La tragica fine di Paolo Bagnato lasciò sgomenta l’intera comunità bagnarese, tuttavia solo dieci anni più tardi furono assicurate alla giustizia tre persone per questo vile omicidio. L’omicidio di un uomo che stava solamente svolgendo il suo lavoro e avrebbe voluto ricevere il compenso che gli spettava, un uomo che non si è piegato di fronte alla prepotenza della mafia, un uomo che non aveva nessuna colpa. A noi tutti l’impegno di ricordare questo eroe semplice, ucciso a soli 51 anni, che con la sua vita voleva contribuire a cambiare questa nostra bellissima terra.
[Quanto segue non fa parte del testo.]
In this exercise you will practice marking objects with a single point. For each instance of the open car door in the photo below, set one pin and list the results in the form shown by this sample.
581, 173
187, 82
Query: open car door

Il CNDDU mette in evidenza di quanto sia difficile lavorare in un contesto in cui pressioni, solleticazioni negative e compromessi sono molto diffusi. Paolo ebbe un gran coraggio a mettersi in gioco e a tramandare l’esempio alle giovani generazioni di una personalità limpida e fiera.
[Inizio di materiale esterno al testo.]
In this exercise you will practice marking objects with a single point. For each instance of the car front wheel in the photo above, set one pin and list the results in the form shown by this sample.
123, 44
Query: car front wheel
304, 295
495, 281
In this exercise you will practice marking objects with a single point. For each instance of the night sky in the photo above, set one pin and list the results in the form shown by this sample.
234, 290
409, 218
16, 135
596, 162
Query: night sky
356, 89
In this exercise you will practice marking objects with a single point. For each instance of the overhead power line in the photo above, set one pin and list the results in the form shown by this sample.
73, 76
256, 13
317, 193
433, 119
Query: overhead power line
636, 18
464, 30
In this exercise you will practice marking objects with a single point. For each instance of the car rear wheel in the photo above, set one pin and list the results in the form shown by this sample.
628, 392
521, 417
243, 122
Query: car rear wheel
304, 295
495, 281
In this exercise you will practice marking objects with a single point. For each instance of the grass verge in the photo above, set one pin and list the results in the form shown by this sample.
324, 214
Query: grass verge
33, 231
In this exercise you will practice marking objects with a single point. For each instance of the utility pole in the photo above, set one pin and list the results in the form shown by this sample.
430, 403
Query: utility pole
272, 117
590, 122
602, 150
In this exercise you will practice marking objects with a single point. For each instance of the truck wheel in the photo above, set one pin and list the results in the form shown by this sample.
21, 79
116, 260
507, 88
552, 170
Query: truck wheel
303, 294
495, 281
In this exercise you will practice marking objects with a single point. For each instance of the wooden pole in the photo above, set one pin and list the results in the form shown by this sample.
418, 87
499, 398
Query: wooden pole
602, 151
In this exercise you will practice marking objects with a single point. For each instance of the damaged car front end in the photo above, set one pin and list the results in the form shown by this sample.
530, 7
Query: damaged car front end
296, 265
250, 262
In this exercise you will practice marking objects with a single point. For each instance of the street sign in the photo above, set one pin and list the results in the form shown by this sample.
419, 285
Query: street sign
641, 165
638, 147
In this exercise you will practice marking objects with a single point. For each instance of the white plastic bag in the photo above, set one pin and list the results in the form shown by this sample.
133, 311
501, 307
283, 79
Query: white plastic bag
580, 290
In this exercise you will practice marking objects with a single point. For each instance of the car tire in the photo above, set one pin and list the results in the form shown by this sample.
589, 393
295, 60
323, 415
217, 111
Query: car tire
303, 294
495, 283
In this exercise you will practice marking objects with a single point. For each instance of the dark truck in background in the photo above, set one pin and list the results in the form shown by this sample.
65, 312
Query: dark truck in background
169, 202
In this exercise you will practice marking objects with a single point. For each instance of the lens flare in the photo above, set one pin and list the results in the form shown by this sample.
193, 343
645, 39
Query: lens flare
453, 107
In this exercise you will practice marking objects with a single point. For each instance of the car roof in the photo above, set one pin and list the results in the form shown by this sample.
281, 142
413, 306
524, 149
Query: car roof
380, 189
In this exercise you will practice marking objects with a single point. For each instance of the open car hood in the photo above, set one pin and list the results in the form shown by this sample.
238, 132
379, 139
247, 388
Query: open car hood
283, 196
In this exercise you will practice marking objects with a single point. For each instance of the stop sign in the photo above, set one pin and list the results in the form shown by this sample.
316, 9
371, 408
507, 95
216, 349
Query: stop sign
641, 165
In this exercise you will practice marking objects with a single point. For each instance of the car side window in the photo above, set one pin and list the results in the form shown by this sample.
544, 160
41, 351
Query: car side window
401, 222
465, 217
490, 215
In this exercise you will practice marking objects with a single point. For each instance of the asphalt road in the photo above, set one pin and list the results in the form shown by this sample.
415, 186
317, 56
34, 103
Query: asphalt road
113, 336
 La triste vicenda di Paolo, come tutte le altre, ci ricorda che, condividendo e alimentando gli stessi ideali si può incidere profondamente sulla propria realtà.

Il Coordinamento Nazionale Docenti della disciplina dei Diritti Umani rileva come il progetto “#inostristudentiraccontanoimartiridellalegalità” stia diffondendo tra le giovani generazioni volti, storie, episodi veramente straordinari per la loro valenza educativa.